Et c’est ainsi que tout a commencé, dans notre havre de paix.

L’année suivante, pour la Saint-Valentin, mon mari m’a offert un bouc ! Cinq mois plus tard, des chevreaux naissaient, auxquels nous nous sommes très vite attachés. Deux ans plus tard, à la fin de mon congé, nous comptions 8 chèvres – nous en avions encore récupéré d’autres. C’est à ce moment-là que j’ai décidé de ne pas reprendre mon ancien travail. Je voulais me lancer dans une aventure qui ne m’était pas tout à fait inconnue, mais pour laquelle il me fallait tout de même apprendre encore beaucoup de choses : le monde de l’agriculture et surtout le travail avec les chèvres. Posséder deux, trois chèvres pour le plaisir, et gérer un troupeau de chèvres, sont deux choses tout à fait différentes...
Une quinzaine de chèvres alpines sont venues rejoindre celles que j’avais déjà, quelques autres ont été vendues. J’ai donc débuté avec 15 chèvres laitières, la traite se faisait à la main, matin et soir. Comme je n’avais pas beaucoup de connaissances en matière de transformation fromagère, j’ai fait quelques stages dans d’autres chèvreries. J'ai également suivi une formation « hygiène en transformation fermière et sécurité sanitaire » que la Chambre d’Agriculture propose à tous ceux qui veulent s’installer. Nous avons construit un local de transformation et nous avons commencé à faire les marchés.

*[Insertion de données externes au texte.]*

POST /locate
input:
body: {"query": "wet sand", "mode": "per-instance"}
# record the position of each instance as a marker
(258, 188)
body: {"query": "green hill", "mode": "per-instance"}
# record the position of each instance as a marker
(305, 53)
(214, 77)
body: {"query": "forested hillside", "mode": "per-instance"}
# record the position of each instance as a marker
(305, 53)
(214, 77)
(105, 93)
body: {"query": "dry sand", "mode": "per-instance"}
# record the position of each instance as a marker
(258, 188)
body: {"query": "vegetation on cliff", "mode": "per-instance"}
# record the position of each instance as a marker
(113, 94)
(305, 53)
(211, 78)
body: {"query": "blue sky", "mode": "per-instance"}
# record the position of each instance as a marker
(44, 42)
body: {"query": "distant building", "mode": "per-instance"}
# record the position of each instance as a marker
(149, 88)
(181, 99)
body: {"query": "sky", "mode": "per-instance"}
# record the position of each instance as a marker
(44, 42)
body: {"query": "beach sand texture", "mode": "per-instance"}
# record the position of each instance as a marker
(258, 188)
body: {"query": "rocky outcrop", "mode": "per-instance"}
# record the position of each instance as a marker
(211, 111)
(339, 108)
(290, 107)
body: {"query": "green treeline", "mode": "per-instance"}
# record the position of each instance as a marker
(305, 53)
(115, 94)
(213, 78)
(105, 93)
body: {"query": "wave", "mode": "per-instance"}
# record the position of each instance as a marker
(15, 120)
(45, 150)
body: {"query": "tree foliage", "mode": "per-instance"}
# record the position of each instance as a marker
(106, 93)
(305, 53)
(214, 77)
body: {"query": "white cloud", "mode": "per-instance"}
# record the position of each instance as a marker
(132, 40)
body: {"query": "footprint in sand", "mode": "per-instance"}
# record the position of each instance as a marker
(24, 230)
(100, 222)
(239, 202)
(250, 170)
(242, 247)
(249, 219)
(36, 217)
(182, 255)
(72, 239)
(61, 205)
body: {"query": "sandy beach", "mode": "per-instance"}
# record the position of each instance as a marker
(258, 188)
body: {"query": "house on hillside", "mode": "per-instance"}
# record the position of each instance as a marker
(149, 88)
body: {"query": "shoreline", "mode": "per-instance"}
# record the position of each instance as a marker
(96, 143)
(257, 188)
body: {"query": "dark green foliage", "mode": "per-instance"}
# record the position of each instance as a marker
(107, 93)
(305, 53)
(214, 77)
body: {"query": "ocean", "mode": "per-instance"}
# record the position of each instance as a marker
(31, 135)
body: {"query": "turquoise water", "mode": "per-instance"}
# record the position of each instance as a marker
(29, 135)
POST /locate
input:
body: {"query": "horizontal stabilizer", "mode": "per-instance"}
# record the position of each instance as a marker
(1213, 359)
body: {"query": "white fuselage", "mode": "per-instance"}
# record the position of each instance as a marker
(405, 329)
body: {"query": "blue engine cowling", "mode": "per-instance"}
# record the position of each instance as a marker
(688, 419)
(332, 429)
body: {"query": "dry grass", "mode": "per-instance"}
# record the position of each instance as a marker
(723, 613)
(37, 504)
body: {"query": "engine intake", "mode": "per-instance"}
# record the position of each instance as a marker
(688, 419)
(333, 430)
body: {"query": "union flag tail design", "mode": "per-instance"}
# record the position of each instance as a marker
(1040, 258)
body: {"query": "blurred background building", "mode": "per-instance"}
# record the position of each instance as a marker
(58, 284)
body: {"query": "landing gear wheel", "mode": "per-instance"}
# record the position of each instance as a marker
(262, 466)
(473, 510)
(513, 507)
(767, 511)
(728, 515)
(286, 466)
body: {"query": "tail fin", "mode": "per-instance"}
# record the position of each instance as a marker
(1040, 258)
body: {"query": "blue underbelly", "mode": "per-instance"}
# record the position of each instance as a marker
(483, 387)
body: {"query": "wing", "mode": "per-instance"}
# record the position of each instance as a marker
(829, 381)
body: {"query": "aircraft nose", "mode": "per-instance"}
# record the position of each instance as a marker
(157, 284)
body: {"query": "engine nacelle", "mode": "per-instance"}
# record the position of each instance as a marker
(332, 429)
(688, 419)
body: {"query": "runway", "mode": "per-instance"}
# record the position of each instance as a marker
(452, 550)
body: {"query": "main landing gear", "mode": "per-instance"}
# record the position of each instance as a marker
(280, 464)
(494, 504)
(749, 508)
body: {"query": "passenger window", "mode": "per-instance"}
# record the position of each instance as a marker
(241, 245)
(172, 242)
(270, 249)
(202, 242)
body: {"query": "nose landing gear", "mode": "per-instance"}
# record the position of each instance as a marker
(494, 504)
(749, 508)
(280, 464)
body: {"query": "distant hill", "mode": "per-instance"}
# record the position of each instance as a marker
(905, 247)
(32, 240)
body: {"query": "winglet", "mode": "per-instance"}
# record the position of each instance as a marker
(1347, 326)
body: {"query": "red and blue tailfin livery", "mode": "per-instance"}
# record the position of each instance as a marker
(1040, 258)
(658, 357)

     Par la suite, j’ai bénéficié d’une aide du Conseil Régional pour construire une nouvelle chèvrerie. Et en 2013, voyant que la grange était vraiment en mauvais état, nous avons décidé de la transformer en gîte. Nous accueillons à présent des personnes, d’ici ou d'ailleurs. Nous leur proposons de venir passer leurs vacances chez nous, à la ferme : être proche de la nature, découvrir comment nous vivons, comment nous cohabitons avec nos chèvres qui n’ont pas toujours un caractère facile et qui n'en font souvent qu'à leur tête ! Cela fait maintenant plus de 7 ans que j’ai des chèvres, que je travaille avec elles, et je suis loin de tout savoir sur elles !
 
      Voilà un petit résumé de notre vie.

Si cela vous a donné envie de nous rencontrer, nous organisons des visites gratuites tous les dimanches après-midi, à partir de 15h30 (de mars à fin septembre).


* vieille bâtisse des Vosges, utilisée par les vachers et fromagers pour fabriquer le munster.